Moreover, my particular business, technology analysis, is fraught with opportunities for ethical problems, and I feel it’s important to state our policies here. I hope every other self-publishing author and blogger, and, indeed, everyone else who publishes anything, will do the same.
Therefore, for the record:
- Farpoint Group, my employer, is in the business of providing technology analysis, strategy development, product specification and design, and product marketing services, primarily to vendors of wireless and mobile technology products, across a very broad range of markets, applications, and geography. We also work with carriers and operators, end-users, and the financial community. With respect to the latter, we are not licensed to provide advice on or sell securities, and we do not.
- Farpoint Group works on a project basis.

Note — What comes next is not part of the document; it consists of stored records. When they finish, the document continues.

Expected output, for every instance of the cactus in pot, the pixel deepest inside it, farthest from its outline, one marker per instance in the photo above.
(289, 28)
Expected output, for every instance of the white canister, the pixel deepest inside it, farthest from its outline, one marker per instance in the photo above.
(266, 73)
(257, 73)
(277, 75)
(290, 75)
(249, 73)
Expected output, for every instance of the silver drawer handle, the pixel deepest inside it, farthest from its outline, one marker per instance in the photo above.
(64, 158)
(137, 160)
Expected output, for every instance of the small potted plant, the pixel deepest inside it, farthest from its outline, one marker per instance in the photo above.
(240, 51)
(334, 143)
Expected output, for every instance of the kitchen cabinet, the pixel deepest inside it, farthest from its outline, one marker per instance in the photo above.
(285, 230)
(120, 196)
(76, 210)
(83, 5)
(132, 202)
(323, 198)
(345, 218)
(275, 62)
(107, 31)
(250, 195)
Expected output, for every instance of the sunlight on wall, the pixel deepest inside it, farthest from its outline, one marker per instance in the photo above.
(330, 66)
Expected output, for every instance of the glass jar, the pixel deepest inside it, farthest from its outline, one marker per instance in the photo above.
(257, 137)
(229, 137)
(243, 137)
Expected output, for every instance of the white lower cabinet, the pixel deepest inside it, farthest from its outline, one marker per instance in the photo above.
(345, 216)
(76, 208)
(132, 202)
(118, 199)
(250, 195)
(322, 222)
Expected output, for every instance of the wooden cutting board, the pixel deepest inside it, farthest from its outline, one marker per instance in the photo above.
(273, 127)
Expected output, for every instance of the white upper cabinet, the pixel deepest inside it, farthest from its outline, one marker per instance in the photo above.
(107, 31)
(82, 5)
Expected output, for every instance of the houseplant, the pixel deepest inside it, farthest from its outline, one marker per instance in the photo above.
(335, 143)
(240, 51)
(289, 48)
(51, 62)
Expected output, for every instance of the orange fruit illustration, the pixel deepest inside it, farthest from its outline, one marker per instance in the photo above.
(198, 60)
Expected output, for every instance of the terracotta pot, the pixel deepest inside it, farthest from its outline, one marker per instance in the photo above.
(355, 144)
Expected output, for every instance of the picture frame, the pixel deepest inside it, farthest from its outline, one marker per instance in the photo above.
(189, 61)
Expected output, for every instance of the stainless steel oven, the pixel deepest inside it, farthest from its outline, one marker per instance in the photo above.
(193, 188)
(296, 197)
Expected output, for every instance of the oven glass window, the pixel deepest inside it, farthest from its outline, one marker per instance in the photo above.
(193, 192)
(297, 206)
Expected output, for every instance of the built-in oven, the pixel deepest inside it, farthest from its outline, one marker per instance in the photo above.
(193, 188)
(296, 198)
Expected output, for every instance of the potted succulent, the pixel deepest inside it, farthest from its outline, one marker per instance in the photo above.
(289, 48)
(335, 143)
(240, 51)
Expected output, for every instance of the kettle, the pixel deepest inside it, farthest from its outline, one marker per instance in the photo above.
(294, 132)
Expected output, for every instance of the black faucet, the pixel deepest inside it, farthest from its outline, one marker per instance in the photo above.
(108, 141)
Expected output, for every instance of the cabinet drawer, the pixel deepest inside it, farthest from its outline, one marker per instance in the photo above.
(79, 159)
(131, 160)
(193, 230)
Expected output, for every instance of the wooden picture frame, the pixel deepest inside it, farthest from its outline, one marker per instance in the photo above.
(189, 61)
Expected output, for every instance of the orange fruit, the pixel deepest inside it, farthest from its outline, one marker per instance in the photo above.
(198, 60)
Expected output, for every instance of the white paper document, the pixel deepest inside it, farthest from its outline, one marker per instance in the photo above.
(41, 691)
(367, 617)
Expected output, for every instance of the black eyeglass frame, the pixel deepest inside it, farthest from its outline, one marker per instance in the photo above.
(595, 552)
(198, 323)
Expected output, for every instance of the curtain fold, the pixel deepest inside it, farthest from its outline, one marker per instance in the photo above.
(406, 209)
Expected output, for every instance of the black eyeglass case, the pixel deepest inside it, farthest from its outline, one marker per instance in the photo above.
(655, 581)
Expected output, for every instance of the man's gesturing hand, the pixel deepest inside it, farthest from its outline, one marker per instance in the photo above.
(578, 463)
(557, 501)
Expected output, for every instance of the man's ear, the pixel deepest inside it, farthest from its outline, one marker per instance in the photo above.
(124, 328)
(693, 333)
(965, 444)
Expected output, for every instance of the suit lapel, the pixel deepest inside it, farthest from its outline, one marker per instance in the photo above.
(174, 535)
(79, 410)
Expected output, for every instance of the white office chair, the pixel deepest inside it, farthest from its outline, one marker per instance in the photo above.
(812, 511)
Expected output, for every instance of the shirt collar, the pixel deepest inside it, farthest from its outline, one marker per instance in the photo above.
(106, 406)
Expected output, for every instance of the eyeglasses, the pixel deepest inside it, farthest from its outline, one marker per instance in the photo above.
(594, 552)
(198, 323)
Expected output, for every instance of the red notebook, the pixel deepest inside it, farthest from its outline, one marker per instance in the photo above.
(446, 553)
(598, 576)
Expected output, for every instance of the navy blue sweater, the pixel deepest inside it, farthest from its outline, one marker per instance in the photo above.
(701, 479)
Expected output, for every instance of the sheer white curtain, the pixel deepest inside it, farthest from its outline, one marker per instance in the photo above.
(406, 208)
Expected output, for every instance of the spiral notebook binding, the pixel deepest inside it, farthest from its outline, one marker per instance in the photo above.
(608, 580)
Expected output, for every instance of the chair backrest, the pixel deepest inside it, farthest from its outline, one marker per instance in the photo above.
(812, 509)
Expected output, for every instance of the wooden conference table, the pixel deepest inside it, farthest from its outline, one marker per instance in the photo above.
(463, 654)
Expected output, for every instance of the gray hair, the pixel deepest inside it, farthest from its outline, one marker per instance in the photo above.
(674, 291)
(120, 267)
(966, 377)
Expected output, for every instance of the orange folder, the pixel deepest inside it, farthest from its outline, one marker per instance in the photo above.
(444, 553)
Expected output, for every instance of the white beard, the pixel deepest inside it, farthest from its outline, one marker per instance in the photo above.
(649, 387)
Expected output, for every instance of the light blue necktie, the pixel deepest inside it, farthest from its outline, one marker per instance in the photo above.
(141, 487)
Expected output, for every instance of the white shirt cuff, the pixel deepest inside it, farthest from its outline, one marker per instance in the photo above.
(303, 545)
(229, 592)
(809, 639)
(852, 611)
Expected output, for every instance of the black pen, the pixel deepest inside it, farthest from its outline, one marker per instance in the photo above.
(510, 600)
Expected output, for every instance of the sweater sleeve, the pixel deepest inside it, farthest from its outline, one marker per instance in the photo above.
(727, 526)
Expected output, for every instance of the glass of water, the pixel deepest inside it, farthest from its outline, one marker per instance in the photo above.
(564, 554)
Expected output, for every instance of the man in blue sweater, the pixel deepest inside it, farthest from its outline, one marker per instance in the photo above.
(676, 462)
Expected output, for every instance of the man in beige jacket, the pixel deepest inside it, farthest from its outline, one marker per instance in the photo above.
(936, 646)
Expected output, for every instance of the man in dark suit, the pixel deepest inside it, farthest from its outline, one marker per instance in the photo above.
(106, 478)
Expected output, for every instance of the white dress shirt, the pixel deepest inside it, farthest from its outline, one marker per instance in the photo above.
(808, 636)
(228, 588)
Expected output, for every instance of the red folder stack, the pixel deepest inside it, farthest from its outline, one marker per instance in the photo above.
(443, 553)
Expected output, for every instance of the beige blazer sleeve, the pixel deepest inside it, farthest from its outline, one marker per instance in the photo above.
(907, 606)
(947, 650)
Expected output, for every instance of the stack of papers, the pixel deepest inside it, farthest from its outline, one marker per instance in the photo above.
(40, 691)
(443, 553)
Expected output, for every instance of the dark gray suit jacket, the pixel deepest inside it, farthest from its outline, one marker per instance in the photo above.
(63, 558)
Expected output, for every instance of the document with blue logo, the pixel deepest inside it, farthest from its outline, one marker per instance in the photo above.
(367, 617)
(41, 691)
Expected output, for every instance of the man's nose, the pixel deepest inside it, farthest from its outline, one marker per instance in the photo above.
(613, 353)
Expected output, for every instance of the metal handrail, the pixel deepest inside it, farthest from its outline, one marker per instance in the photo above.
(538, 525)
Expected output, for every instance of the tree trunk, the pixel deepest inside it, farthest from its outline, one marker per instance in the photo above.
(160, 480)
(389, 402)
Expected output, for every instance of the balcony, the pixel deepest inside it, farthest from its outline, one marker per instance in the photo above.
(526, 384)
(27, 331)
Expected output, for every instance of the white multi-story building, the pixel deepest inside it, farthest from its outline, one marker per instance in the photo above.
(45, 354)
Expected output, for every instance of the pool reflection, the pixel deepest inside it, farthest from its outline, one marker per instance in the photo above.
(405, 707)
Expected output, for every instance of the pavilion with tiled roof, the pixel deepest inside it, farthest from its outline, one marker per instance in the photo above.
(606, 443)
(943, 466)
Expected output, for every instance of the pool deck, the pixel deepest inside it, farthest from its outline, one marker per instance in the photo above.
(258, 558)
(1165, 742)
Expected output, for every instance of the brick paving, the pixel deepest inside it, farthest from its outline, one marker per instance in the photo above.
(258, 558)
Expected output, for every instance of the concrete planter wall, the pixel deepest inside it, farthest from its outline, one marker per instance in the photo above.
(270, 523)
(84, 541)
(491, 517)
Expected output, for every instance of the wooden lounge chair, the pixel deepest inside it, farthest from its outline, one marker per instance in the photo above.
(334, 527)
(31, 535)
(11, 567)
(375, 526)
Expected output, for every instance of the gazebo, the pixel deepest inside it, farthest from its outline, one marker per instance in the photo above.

We have no retainer-based (ongoing) relationship with any client; all projects have a finite duration and, when they end, we have no relationship (beyond, we always hope, another happy and satisfied client) with the project’s sponsor. Most projects last a few weeks to a few months. We consider all client relationships confidential; we do not now, never have, and never will publish our client list.
- Farpoint Group owns no equity in any firm of any form involved in wireless and mobile anything. I also personally own no such securities, except perhaps through managed instruments like mutual funds, over which I have no influence or control.
- Farpoint Group publishes a wide variety of documents under our brand – White Papers, Technical Notes, columns, articles, and this blog. Sometimes we get paid for these; sometimes we don’t. Regardless, Farpoint Group retains editorial control over any self-published documents bearing our brand, with no exceptions. We will not make any particular statement in exchange for payment. Our published work is ultimately our own, and our opinion is not for sale.
- Farpoint Group receives a very small stipend, assuming we publish at least 12 blog entries per calendar month, for producing this blog. IT Knowledge Exchange receives, as I understand it, compensation from advertisers, whose messages appear on pages with my work. However, no opinion expressed in this blog, or in anything else we publish, is ever influenced by a particular advertiser or sponsor. Farpoint Group has no influence of which ads appear. I am very proud to be associated with IT Knowledge Exchange and Tech Target, but their business relationships are not, have never been, and never will be a consideration in what I write – and they have never asked me to do otherwise.
- Occasionally, product vendors will send us products for review, and these reviews are occasionally published here and elsewhere, with acknowledgement as to the source of the product. Vendors regardless have no control, editorial or otherwise, over what is written about a particular product. All products used in production at Farpoint Group, without exception, are paid for and owned by the company. This includes all wireless LAN equipment, cell phones, wireless services – everything. This practice is not always common in the analyst business, but it is very important to me that we be independent. On the other hand, I admit to being biased, but those biases are based on experience and mine alone.
- And, finally, and this should go without saying, but, just to be clear, I would never knowingly publish anything that is false or misleading. I’ll acknowledge any mistakes that I find or that are brought to my attention. And I will always try to do better than whatever it was I did the day before regardless. We owe that to our customers, and our readers – and, after 18 years in business, I think we always get this right.
Please let me know if you have any questions – I think the company and I are being as open as possible here. Trust and reputation are hard to build and easy to lose. After almost 19 years in business, we value both above everything else.